Making sure every voice is heard

In my team, some members reflect quietly while others jump straight into discussions. Any tips for making sure everyone's voice is heard? Yeah. I mean, believe it or not, I actually started my career as a quiet person and no one at my company believes me, except the ones who were, you know, here during that time. But all of our new staff are like, you, you are the loudest person at this company. There's no way that you ever started quiet. So, I can, like, approach it from being that person as well. And I think it's about building comfortability and building trust within the room and within the team. I do call on people, but I call on people that I know, you know, gently, and I lead it with a question that I know that they can answer, that I know they have an opinion on. And again, I really think it's grounded in that trust and, you know, feeling comfortable to have them say, I don't know, like, I'd love to look into it, but I just don't know. And like, always having them realize that's an acceptable answer as well. But I do think that it's really important to give, you know, shy people the chance to speak and trying to make them feel comfortable the best you can. And sometimes that's just, like, being vulnerable yourself, right? And saying, you know, I don't know what my opinion is on this. I'd love to hear everyone else's thoughts.

Career advice

Is there a piece of career advice that has really helped you or that you like to give other people or maybe something you wish you had been told or learned much earlier in your career? Yeah, I think I hinted at it a little bit already. And I will be honest, I heard it on my very first data science hangout ever. And I've tried to think of something better. But I just think it's the best and it's do it scared. Right? Like if you see someone and you're like, wow, I wish I was giving that talk, like submit a talk, even though it's terrifying. It is terrifying. I agree. But just, you know, do it anyway. Try it anyway. You're just as skilled as the people everyone else is. You're just as skilled. You're just as capable. And the only thing holding you back is nerve. So just do it. And then if you hate it, you never have to do it again.

And I've tried to think of something better. But I just think it's the best and it's do it scared. And the only thing holding you back is nerve. So just do it. And then if you hate it, you never have to do it again.

Like in the beginning, when somebody asked the question about like, hey, I think that everybody on my team is smarter than I am. How do I manage them? There are so many people in the chat who were just saying like, yes, that's how everybody feels. That's how we all feel. However, you're feeling you're not alone in feeling that way. And also, you'll probably surprise yourself.

One thing that I we have an internal sort of little mini Posit internal conference where we get together for work week and that's coming up in March.
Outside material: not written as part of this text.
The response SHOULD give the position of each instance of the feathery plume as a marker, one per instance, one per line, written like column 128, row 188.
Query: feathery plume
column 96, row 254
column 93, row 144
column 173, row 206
And I will be giving a lightning talk there about my experience with meeting people to have on the hangout where everybody that I talk to has this hesitation where they're like, I don't know why you want me to talk at the hangout. Like, why me? I don't have anything important to say. I don't have anything interesting to say. And sometimes the people who are most adamant about that, about the fact that they have absolutely nothing to share that anybody would care about, turn out to have so many questions asked in Slido that we can't answer them all, right? Like, they are so interesting to other people. And they had no idea. You really truly don't know until you go talk to people. But I guarantee you, you're more interesting than you think you are.